De todas essas coisas sem sentido, nascem os meninos Ishmail (Ismael) e Yitzaak (Isaac). Ishmail significa “Deus escuta”, mas Yitzaak significa “riso” e nisto os rabinos de Israel julgaram que Yitzaak devia ser um bobo ou talvez risse sem motivo algum, como ocorre com alguns deficientes mentais. Seu pai precisa encontrar-lhe uma noiva, sendo Yitzaak já um homem de idade avançada; e dessa noiva a Bíblia diz apenas que era uma pessoa misericordiosa: não cuidadosa como Sara ou Lea, não bela como Raquel, mas tão somente misericordiosa.

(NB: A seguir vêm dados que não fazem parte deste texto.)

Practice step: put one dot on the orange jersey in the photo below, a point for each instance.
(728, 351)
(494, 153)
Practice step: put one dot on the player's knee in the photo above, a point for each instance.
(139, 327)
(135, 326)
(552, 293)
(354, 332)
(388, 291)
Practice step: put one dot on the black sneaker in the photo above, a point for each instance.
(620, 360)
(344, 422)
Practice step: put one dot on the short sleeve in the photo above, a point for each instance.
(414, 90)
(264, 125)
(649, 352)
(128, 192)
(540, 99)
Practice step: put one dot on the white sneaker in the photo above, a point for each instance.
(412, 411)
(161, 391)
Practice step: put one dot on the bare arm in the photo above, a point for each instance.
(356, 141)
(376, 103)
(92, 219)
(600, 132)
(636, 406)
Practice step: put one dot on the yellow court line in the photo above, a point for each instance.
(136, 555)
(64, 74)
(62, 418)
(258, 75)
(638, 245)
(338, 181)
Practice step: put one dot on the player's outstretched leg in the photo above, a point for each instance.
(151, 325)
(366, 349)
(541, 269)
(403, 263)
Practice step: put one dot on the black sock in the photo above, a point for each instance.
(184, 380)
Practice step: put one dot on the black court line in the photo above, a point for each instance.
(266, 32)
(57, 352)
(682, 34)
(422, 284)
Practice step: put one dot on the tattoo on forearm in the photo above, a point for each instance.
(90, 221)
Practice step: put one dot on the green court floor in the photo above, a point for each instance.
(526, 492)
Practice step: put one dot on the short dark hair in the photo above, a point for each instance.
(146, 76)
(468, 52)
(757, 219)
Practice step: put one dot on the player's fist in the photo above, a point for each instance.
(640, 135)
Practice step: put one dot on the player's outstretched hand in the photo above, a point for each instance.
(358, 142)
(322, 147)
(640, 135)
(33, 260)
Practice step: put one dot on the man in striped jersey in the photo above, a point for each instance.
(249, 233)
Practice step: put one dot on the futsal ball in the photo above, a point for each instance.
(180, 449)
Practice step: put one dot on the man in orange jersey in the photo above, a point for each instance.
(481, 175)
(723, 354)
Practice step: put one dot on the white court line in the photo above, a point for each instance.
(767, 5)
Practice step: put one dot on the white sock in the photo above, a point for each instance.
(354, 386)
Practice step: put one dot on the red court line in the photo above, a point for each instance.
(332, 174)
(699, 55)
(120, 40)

Outra confirmação da aparente inépcia mental de Yitzaak é a facilidade com que Jacó o engana; e, curiosamente, um dos significados do nome de Jacó é “trapaceador”.
Esses dois meninos, Ishmail y Yitzaak, são inimigos e continuarão sendo inimigos nos séculos vindouros. O que nos importa agora é retornar ao centro da questão: a posse da promessa depende de se produzir descendência. Sem descendência não há terra.
Com efeito, a visita de Abraão ao Egito (onde obtém uma escrava, Agar) gera a Ishmail, porém a visita de Deus a Abraão gera a Yitzaak. E Yitzaak é o herdeiro da promessa de Deus. Impossível empilhado sobre impossível, agora Abraão deve crer que as nações do mundo serão abençoadas pela descendência dessa “filho abobado” que Deus lhe deu. E esse pequeno-tesouro de filho é o que depois deverá ser sacrificado no alto do monte Moriá, tal como agiria um pagão daquele local. Abraão não entende, mas obedece. Não sabemos ao certo se Sara ficou sabendo da história, mas existe um indício do que ocorreu com ela: quando Abraão está nas proximidades de Sodoma, deve “subir a Mamré”, onde Sara aparentemente vive por conta própria, separada do seu marido.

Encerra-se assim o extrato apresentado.